[QST] how to fix the compiling error: static assertion failed with "Vectors implied by the thread map must be divisible by the access type."
What is your question? I am trying to change the type in example '24_gemm_grouped' from cutlass::half_t to double. I have change ThreadblockShape/WarpShape/InstructionShape. it works fine for class GemmBatched
// Gemm operator cutlass_tensorop_f16_s16816gemm_f16_128x128_32x4_nt_align8
using GemmBatched = cutlass::gemm::device::GemmUniversal<
ElementA, LayoutA,
ElementB, LayoutB,
ElementOutput, LayoutC,
ElementAccumulator,
cutlass::arch::OpClassTensorOp,
cutlass::arch::Sm80,
cutlass::gemm::GemmShape<128, 128, 16>,
cutlass::gemm::GemmShape<32, 64, 16>,
cutlass::gemm::GemmShape<8, 8, 4>,
cutlass::epilogue::thread::LinearCombination<
ElementOutput,
128 / cutlass::sizeof_bits<ElementOutput>::value,
ElementAccumulator,
ElementAccumulator
>,
cutlass::gemm::threadblock::GemmIdentityThreadblockSwizzle<8>,
4
>;
I also do the similar change in class GemmKernel, but compiler reports "cutlass-main/include/cutlass/transform/threadblock/predicated_tile_access_iterator.h(360): error: static assertion failed with "Vectors implied by the thread map must be divisible by the access type."" How can I fix it?

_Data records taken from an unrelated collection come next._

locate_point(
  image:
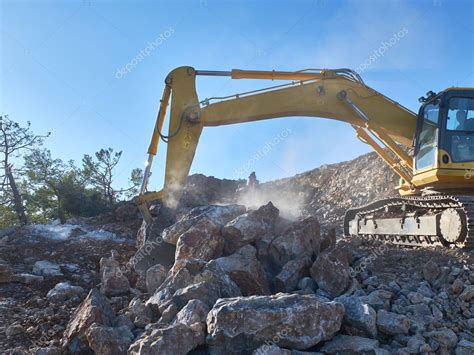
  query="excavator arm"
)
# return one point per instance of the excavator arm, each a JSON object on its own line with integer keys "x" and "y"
{"x": 334, "y": 94}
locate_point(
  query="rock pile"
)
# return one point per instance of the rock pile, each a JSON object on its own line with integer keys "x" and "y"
{"x": 249, "y": 281}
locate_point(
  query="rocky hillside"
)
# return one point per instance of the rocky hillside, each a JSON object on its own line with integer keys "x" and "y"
{"x": 222, "y": 278}
{"x": 328, "y": 191}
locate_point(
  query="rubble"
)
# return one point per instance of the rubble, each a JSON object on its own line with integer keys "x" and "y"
{"x": 245, "y": 270}
{"x": 299, "y": 322}
{"x": 47, "y": 269}
{"x": 216, "y": 279}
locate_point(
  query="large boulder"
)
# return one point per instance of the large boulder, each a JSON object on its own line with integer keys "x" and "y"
{"x": 203, "y": 291}
{"x": 114, "y": 282}
{"x": 431, "y": 271}
{"x": 359, "y": 318}
{"x": 248, "y": 227}
{"x": 202, "y": 241}
{"x": 392, "y": 323}
{"x": 155, "y": 276}
{"x": 300, "y": 240}
{"x": 63, "y": 291}
{"x": 219, "y": 215}
{"x": 242, "y": 324}
{"x": 245, "y": 270}
{"x": 345, "y": 344}
{"x": 109, "y": 340}
{"x": 194, "y": 312}
{"x": 6, "y": 273}
{"x": 291, "y": 273}
{"x": 47, "y": 269}
{"x": 94, "y": 309}
{"x": 330, "y": 274}
{"x": 153, "y": 252}
{"x": 177, "y": 339}
{"x": 191, "y": 272}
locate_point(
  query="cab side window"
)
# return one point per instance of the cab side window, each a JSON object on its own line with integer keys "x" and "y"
{"x": 460, "y": 129}
{"x": 428, "y": 138}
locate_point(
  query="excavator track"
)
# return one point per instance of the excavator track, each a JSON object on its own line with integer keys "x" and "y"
{"x": 431, "y": 207}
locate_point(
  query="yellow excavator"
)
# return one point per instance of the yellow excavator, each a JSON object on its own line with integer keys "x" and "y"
{"x": 432, "y": 151}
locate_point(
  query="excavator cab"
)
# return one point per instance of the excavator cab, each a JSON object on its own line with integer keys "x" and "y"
{"x": 444, "y": 140}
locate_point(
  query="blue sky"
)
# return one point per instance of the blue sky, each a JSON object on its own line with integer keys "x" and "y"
{"x": 59, "y": 62}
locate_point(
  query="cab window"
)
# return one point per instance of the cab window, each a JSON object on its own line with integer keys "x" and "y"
{"x": 460, "y": 129}
{"x": 428, "y": 137}
{"x": 460, "y": 114}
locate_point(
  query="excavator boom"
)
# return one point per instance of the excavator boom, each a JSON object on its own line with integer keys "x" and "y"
{"x": 334, "y": 94}
{"x": 340, "y": 94}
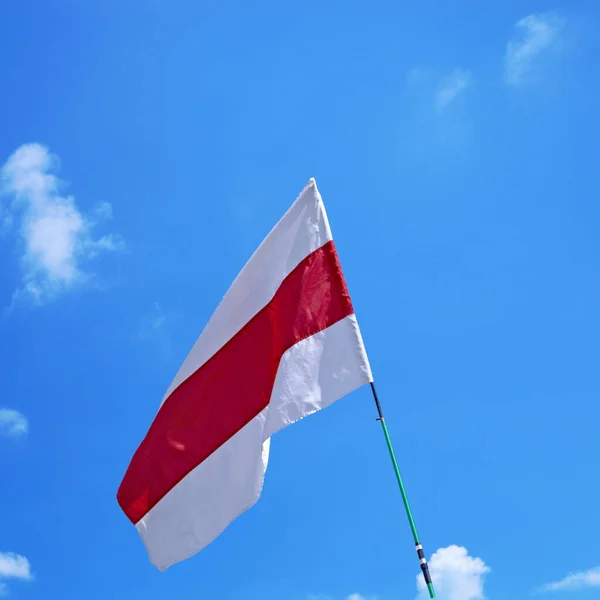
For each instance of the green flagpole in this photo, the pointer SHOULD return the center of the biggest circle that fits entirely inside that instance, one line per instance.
(411, 521)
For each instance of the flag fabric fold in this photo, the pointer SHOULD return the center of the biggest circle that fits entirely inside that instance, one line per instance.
(283, 343)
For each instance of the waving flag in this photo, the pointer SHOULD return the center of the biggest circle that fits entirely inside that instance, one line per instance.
(283, 343)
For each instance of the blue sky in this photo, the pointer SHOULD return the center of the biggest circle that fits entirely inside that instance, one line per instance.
(456, 148)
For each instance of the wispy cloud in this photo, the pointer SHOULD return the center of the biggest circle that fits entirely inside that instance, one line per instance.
(12, 423)
(574, 581)
(55, 238)
(13, 566)
(152, 323)
(451, 87)
(455, 575)
(534, 35)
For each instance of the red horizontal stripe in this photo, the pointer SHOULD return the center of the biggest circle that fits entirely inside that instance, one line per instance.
(235, 384)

using GemmKernel = typename cutlass::gemm::kernel::DefaultGemmGrouped<
ElementA,
LayoutA,
cutlass::ComplexTransform::kNone,
8,
ElementB,
LayoutB,
cutlass::ComplexTransform::kNone,
8,
ElementOutput, LayoutC,
ElementAccumulator,
cutlass::arch::OpClassTensorOp,
cutlass::arch::Sm80,
cutlass::gemm::GemmShape<128, 128, 16>,
cutlass::gemm::GemmShape<32, 64, 16>,
cutlass::gemm::GemmShape<8, 8, 4>,
cutlass::epilogue::thread::LinearCombination<
ElementOutput, 128 / cutlass::sizeof_bits<ElementOutput>::value,
ElementAccumulator, ElementAccumulator>,
// NOTE: Threadblock swizzling is currently not supported by CUTLASS's grouped kernels.
// This parameter is passed in at present to match the APIs of other kernels. The parameter
// is unused within the kernel.
cutlass::gemm::threadblock::GemmBatchedIdentityThreadblockSwizzle,
4>::GemmKernel;
using GemmGrouped = cutlass::gemm::device::GemmGrouped<GemmKernel>;
Thanks
I found the compilation error can be fixed by changing the template param AlignmentA/AlignmentB from 8 to 1, any explanation?
using GemmKernel = typename cutlass::gemm::kernel::DefaultGemmGrouped<
ElementA,
LayoutA,
cutlass::ComplexTransform::kNone,
1,
ElementB,
LayoutB,
cutlass::ComplexTransform::kNone,
1,
ElementOutput, LayoutC,
ElementAccumulator,
cutlass::arch::OpClassTensorOp,
cutlass::arch::Sm80,
cutlass::gemm::GemmShape<128, 128, 16>,
cutlass::gemm::GemmShape<32, 64, 16>,
cutlass::gemm::GemmShape<8, 8, 4>,
cutlass::epilogue::thread::LinearCombination<
ElementOutput, 128 / cutlass::sizeof_bits<ElementOutput>::value,
ElementAccumulator, ElementAccumulator>,
// NOTE: Threadblock swizzling is currently not supported by CUTLASS's grouped kernels.
// This parameter is passed in at present to match the APIs of other kernels. The parameter
// is unused within the kernel.
cutlass::gemm::threadblock::GemmBatchedIdentityThreadblockSwizzle,
4>::GemmKernel;
using GemmGrouped = cutlass::gemm::device::GemmGrouped<GemmKernel>;
This issue has been labeled inactive-30d due to no recent activity in the past 30 days. Please close this issue if no further response or action is needed. Otherwise, please respond with a comment indicating any updates or changes to the original issue and/or confirm this issue still needs to be addressed. This issue will be labeled inactive-90d if there is no activity in the next 60 days.
This issue has been labeled inactive-90d due to no recent activity in the past 90 days. Please close this issue if no further response or action is needed. Otherwise, please respond with a comment indicating any updates or changes to the original issue and/or confirm this issue still needs to be addressed.